She always writes in this journal, now. Her back is straight, and her gaze is almost always forward, but she still writes in it. It has some important things, like copies of information taken from Lt. General Groves’ files. 

It also contains thirty or forty (I didn’t bother to count, I’m just guessing) pages of rationalizations. Or justifications. Maybe both? I’m not sure. They both seem to mean the same thing, but that’s how it is in English, everything has one connotation or another. Whatever. She writes essays, extensive essays, in perfect penmanship.

Peridot normally does not have perfect penmanship. Her writing has always been messy and unkempt. I guess she’s just putting more focus into getting that perfect. Her motions are mechanical and often she doesn’t bother to dress, so I have a normal, talkative tiny scientist who, for every night for the last ten days, returns home, drops the act, and goes back to mechanically writing in Spanish in her journal, with the speed of a sewing machine. This little purple journal has become her entire world, and I think it would be considered a security risk, even if it were empty. As mentioned, it isn’t.

Eventually, on the eleventh day of seeing her pretend to be normal for the outside world and come back home to become...whatever she actually is after Pearl’s third visit, I have to curse the worthless...So, finally, I poked her, and she jumped out of her chair, and then she went back to her chair, and I yelled. “No! You’re not doing this, Peridot! What the hell happened?”

She turned to me and whimpered, like this was the most obvious fact in the world.  “I need this journal, Lapis...”  I was on the verge of kicking her in the head, but I tried to collect myself. “Why do you ‘need’ the security risk?”

She spoke like she was on the world's biggest caffeine high. “It’s not a risk, you’ve got to understand me, it’s not a risk, it’s got important things! It’s got copies of notes in Spanish, in case we need to burn the originals, it’s got all of my essays, and I need those essays, I really need to keep writing those essays, they’re about this and everything and arguments as to why Pearl isn’t real in this one, and in this one Pearl is real but I shouldn’t listen to her, and a bunch of them are about why I should keep doing this, if I don’t have these, Pearl keeps saying I should sleep and that the notes’ll be here in the morning but Pearl’s a liar...”

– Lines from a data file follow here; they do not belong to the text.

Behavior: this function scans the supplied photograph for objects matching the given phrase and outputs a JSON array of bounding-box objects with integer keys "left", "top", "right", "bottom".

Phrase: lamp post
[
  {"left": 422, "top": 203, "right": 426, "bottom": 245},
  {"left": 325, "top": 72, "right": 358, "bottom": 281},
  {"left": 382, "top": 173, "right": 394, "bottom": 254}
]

I told her that Pearl was right on this and that she needed to at least try to sleep, and she couldn’t. She was dealing with insomnia, apparently, and that lasted for about three days before she finally gave in and slept. I called in and noted that Dr. Cardoso had to take a sick day, and when she woke up, she seemed better. Still jittery, probably even more so, still kind of obsessed with the journal, but not mechanical about it. She was human again, and dear god, _ I _ embraced  _ her _ for once and it seemed like there was a chance we weren’t all going to...end up the way we’d been thinking about it.

 

 

**PERIDOT:**

Logdate: January 1st, 1948. Well, it’s the New Year. So that’s something! Anyway, Log-Diary-Thing, I should probably get into the details here. I’m sure that Lapis has said a lot to her ghost or possible manifestation of her self-loathing about this, but I should probably give my whole perspective.

Pearl’s last visit came with it some unfortunate effects, which, of course, I can and shall logically blame on Pearl herself. So, here’s what happened, essentially. Pearl appears, goes off on some thing about how she’s afraid and not sure what to do, and all that, and trying to tell me the same cruddy message about giving up!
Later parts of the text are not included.